ISTOÉ – É correto a mesma empresa realizar atividades de propaganda
e de marketing político?
Pastore –
Temos no mundo todo esses dois casos convivendo. Agências híbridas, que atendem produtos e serviços e também candidatos. E agências especializadas em marketing político, que só atendem candidatos. Não creio que a solução para a corrupção esteja em separar o publicitário do marqueteiro.

ISTOÉ – Os bastidores da SMP&B e da DNA com o PT, que estão vindo
à tona, mostram funcionários transacionando com dinheiro vivo, as
famosas malas do esquema. Essa é uma prática do mercado, realizar
e fechar negócios com dinheiro vivo?
Pastore –
Absolutamente não. Nunca vi isso em toda a minha vida, em nenhuma agência para a qual trabalhei. É totalmente, absolutamente, incrivelmente inusitado. É improvável que qualquer desses valores tenha sido usado para pagar fornecedor ou serviços publicitários.

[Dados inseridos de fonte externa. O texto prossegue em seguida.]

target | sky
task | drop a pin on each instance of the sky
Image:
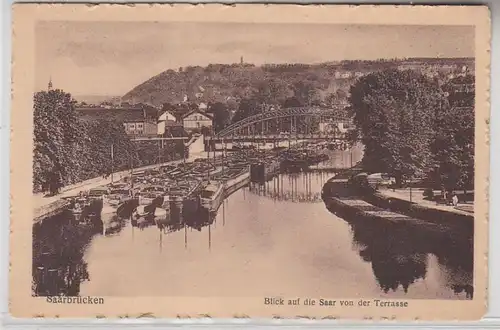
(111, 58)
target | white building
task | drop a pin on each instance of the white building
(196, 120)
(165, 118)
(202, 106)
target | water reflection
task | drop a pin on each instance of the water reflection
(258, 228)
(300, 187)
(399, 254)
(58, 265)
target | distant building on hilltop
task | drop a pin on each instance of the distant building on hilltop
(165, 121)
(196, 119)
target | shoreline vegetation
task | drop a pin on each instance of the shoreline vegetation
(69, 151)
(415, 124)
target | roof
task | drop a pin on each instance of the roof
(118, 114)
(198, 111)
(171, 123)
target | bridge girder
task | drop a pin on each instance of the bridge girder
(276, 114)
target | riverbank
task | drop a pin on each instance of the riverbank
(416, 196)
(342, 198)
(45, 206)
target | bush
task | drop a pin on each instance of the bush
(428, 193)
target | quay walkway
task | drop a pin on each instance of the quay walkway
(340, 197)
(417, 197)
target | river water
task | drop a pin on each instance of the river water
(276, 239)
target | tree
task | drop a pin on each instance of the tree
(453, 143)
(55, 131)
(247, 108)
(221, 115)
(393, 113)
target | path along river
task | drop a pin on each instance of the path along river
(274, 240)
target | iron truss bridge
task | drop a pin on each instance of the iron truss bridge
(276, 137)
(248, 124)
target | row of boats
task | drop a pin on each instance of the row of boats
(166, 196)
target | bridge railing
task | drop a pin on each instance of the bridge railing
(280, 113)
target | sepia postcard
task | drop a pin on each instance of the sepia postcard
(249, 161)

ISTOÉ – A Abap lançou recentemente em parceria com o governo federal
a campanha “Bom exemplo: essa moda pega”, procurando disseminar
boas condutas entre as pessoas…
Pastore –
Você vê que são duas faces tão extravagantes do mesmo assunto. De um lado, temos uma campanha assinada por entidades do nosso setor, feita em colaboração com o governo federal, falando de bom exemplo. De outro lado, talvez nunca tenha existido uma época no País em que mais precisássemos de bons exemplos. Essa é uma campanha muito relevante, por isso ela continua no ar. Como a campanha foi feita antes desses escândalos, e não trata de política, mas das boas maneiras dos cidadãos, temos certeza que não ficará nenhuma impressão de que estamos tentando tapar o sol com a peneira. Se achasse isso, interromperia a campanha já. Mas admito que o mote da campanha, o bom exemplo, ficou contaminado pelo momento político.